No offense, but that has to be the most ass-backwards thing I have heard in a while.  Someone should use a G2 as a weapon light who can afford night vision? (you mentioned getting an IR illuminator)  I would think that to someone with that much cash a G2 is a nice handheld to throw in the glove box.
View Quote


I believe that he was responding to the original post, in which the person had access to NV equipment during his training session. Probably it was supplied to him, and he wasn't responsible to buy it himself.
Link Posted: 8/1/2003 6:29:18 PM EDT
[#28]
And don't forget how broke we are right after we buy that latest $400 bauble for our ARs...we can only afford a $30 light hehehe.
Link Posted: 8/1/2003 6:50:01 PM EDT
[#29]
Quoted:
Quoted:
If you are happy with the G2 as is, why change it? Just get some extra bulbs, perhaps a high output bulb, they work very well on the 6v SurFires.

Use the money to get a SureFire IR illuminator, M1 (?). You could probalby swap it into your current "mount" or get another mount to put it on the rifle. Just be aware it will be a somewhat narrow beam.
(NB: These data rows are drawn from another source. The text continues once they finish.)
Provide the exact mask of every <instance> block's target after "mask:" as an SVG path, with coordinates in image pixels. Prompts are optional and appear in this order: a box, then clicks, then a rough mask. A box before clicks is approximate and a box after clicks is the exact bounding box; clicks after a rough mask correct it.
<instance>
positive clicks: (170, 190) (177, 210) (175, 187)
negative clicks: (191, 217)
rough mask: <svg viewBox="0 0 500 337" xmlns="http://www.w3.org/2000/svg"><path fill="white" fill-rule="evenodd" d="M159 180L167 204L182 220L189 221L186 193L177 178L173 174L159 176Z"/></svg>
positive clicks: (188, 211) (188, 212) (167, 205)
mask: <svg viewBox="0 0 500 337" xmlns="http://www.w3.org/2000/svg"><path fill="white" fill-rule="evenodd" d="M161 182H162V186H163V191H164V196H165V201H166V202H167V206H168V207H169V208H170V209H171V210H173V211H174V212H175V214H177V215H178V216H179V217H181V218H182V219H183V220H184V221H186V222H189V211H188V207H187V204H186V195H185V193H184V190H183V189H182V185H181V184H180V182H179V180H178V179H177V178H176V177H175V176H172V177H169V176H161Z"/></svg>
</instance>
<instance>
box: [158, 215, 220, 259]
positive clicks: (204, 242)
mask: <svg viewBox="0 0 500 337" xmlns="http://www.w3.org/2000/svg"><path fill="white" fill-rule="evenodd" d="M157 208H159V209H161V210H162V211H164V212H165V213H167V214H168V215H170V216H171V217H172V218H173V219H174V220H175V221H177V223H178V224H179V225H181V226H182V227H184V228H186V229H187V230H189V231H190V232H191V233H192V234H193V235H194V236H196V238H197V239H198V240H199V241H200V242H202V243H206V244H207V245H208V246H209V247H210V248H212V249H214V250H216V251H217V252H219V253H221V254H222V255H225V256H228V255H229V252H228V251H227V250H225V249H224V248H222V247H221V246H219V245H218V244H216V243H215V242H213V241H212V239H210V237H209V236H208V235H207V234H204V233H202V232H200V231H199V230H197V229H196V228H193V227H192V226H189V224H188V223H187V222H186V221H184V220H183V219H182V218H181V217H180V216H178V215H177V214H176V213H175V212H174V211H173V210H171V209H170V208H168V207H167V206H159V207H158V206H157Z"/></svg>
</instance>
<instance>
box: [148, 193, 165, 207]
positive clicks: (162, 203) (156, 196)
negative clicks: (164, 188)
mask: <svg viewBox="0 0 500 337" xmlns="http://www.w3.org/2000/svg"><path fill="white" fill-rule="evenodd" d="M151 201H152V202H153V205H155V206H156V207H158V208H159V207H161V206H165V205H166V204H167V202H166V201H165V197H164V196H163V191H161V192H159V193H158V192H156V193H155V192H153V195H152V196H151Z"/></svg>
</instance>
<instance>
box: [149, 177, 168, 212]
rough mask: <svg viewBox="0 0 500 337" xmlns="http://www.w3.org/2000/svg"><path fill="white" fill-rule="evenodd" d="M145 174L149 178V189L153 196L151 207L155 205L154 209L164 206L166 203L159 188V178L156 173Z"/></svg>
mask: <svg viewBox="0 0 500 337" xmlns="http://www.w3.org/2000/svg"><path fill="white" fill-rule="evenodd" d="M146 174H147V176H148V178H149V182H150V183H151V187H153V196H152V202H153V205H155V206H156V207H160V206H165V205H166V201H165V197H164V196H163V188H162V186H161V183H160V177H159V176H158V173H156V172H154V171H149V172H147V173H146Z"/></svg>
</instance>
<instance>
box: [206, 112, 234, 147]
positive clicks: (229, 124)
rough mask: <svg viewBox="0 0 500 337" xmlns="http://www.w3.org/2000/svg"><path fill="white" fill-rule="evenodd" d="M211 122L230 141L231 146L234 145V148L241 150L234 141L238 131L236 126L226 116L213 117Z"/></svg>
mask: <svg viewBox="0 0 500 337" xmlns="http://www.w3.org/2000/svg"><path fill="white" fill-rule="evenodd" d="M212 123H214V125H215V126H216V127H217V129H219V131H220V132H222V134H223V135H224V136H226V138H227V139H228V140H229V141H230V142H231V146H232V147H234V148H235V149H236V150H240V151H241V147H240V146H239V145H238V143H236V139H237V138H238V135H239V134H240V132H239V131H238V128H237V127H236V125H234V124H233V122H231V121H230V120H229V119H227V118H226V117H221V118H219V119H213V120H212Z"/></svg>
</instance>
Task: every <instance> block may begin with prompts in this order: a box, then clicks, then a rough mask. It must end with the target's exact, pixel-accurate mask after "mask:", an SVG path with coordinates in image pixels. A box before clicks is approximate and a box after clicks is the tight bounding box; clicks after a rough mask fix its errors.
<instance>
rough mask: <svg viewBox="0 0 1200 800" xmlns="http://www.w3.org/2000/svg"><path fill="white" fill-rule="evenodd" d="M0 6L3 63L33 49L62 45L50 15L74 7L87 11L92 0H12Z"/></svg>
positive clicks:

The bezel of the illuminator will also put out a very small amount of visible light while in use.  
View Quote


No offense, but that has to be the most ass-backwards thing I have heard in a while.  Someone should use a G2 as a weapon light who can afford night vision? (you mentioned getting an IR illuminator)  I would think that to someone with that much cash a G2 is a nice handheld to throw in the glove box.
View Quote


Well since he starts the post talking about PVS14's, IR illuminators, and using chemlights to supplement the night vision, I guess you missed the PVS14 part of the post.